Crowd scientists analyzed footage and pictures of both events, and told the New York Times Sunday that they believe roughly 160,000 people watched Trump's inauguration. By comparison, they estimated that at least 470,000 people turned out for the Women's March on Washington; City officials who spoke to the Associated Press also pegged the Women's March attendance at 500,000. These estimates do not include the many, many people who attended Women's Marches in other cities and around the world on the same day.
If the New York Times' numbers are correct, that would mean that the anti-Trump protest drew three times as many people as the inauguration.
However, the Financial Times was a bit more generous to Trump, estimating that 250,000 people watched his swearing in. If that's the case, then Trump's inauguration attracted a little over half the number of people who went to the women's march. That would match numbers provided by a Metro official, who said there were roughly twice as many rail trips on Saturday than Friday.
Regardless of which estimate is correct, one thing is beyond dispute: A lot more people came out to stand united at the Women's March than came to celebrate Trump. Even if we go with the most generous estimate of Trump's inaugural attendance (250,000) and the most conservative estimate of the Women's March (470,000), that would still mean that the protest drew over 200,000 more people than the new president.

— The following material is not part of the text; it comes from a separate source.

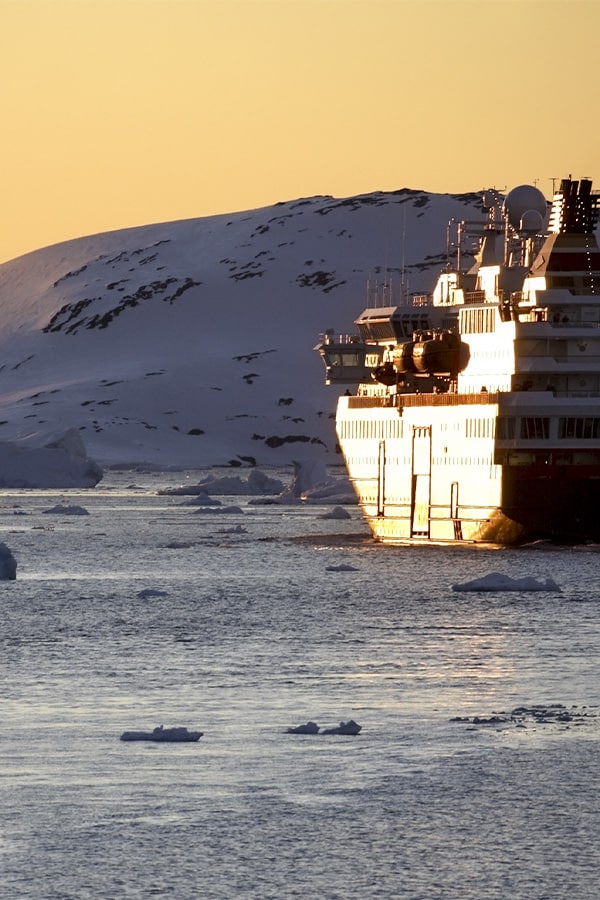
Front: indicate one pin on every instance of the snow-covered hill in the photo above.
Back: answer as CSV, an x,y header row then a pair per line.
x,y
190,343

Needless to say, this didn't sit well with Trump and his people. White House press secretary Sean Spicer claimed Saturday that Trump's swearing in attracted "the largest audience to ever witness an inauguration, period," a verifiably false claim that was immediately debunked by numerous news outlets. When Trump advisor Kellyanne Conway was asked the next day why Spicer had made false statements to the American people, Conway replied that Spicer hadn't lied, but rather supplied "alternative facts." That response was widely (and rightfully) mocked, with #alternativefact quickly trending on Twitter.
The White House's apparent disdain for the truth notwithstanding, it's encouraging to see the Women's March put together such a well-attended event so quickly. Whether that momentum will be sustained is another question, but for the time being, the Women's March has made it impossible for Trump to ignore the depth of opposition to many of his policies.